Third, people are really bad at understanding and valuing the consequences of their actions -- especially when it comes to their health. This tendency, called "discounting" means that people usually want what maximizes their happiness today over what maximizes it tomorrow. That's why making decisions that promote long-term health -- like eating healthy foods or exercising -- is so difficult: It feels way better in the short-term to sit on your butt and have a second helping of ice cream than it does to forgo ice cream altogether and go for a run. What's worse, in a free market health system, providers get paid more for providing more care.

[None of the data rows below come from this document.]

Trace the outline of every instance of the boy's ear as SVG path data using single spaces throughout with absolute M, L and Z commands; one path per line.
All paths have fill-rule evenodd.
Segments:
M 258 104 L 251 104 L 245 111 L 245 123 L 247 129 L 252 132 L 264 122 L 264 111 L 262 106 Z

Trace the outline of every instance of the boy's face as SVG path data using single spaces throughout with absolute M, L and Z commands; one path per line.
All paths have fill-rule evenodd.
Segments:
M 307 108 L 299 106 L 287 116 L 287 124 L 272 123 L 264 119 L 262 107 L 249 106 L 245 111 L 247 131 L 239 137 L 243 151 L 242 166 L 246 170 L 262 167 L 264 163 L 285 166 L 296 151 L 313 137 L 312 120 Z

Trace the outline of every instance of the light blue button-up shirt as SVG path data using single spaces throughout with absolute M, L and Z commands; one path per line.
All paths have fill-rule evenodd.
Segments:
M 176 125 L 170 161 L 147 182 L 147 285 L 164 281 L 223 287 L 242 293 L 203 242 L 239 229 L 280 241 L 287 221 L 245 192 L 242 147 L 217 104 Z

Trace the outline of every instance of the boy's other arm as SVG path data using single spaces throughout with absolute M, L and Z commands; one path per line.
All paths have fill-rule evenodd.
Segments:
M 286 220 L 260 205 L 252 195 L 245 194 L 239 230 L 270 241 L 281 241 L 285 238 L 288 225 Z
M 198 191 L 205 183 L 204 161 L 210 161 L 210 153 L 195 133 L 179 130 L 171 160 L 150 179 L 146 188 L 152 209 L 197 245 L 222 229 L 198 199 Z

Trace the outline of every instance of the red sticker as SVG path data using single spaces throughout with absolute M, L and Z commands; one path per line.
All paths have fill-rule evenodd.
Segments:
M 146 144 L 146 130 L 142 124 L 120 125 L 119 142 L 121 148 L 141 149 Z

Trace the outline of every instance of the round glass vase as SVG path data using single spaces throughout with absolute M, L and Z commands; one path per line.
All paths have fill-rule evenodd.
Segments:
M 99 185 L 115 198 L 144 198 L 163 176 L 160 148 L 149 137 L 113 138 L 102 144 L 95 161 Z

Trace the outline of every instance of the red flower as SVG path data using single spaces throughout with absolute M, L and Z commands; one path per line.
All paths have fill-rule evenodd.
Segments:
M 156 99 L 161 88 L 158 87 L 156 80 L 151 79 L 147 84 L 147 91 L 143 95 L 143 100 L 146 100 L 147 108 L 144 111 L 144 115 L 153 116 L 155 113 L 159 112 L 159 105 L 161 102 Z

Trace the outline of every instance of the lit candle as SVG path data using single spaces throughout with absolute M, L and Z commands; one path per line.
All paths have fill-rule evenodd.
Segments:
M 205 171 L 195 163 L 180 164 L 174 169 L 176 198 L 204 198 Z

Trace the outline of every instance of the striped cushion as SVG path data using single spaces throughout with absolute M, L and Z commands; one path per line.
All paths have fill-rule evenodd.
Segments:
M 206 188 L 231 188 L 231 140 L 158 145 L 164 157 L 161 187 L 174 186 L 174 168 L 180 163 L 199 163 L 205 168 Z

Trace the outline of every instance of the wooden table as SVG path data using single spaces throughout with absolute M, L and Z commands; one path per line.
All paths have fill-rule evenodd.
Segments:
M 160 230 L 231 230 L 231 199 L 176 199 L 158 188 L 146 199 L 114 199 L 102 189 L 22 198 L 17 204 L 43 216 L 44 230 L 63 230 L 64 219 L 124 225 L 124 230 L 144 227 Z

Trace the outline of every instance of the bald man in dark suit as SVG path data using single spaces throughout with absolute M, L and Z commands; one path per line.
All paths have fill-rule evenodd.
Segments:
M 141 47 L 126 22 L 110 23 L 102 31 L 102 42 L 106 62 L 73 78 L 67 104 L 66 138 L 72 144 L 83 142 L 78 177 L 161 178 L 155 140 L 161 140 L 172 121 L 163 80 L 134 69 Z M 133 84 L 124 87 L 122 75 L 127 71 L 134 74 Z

That means that they have no incentive to help their patients prevent disease. Because prevention is hard, and because market health care systems don't incentivize it, it just doesn't get done in free market health systems. In the end, this raises costs and contributes to more disease, which is bad for everyone.

Fourth, there's the problem that access to care in a free market health care system is completely contingent on one's ability to pay for it. That's a problem when health care costs can hit several thousand dollars per year, even among healthy people. If we believe, as a society, that it is immoral to allow a sick person to suffer, then a free market system, which prices out society's poorest, is complicit in that immorality. What's worse, there are pages upon pages of medical studies that show that the poorest are also the sickest, independent of access to care. That means that in free market health systems, health care is denied to the people who need it most.

Fifth, and finally: Unlike most circumstances, where markets produce meaningful innovation, in health care, the government produces the most important innovations. Consider this: The U.S. is the world's leader in medical innovation. And pundits and politicians alike like to attribute this to our free market health system, as Rick Santorum suggested in a recent op-ed in USA Today. But nothing could be further from the truth. The U.S. is the world's leader in medical innovation because our government pumps tens of billions of dollars into health research each year through the National Institutes of Health. In fact, many of the drugs, medical devices, and clinical tests that ultimately get marketed and sold by private sector medical companies originated in NIH-funded labs across the country.

So, what's the best way to provide equitable access to high quality health care in a cost effective way? At least we know what it's not. And that should be a start.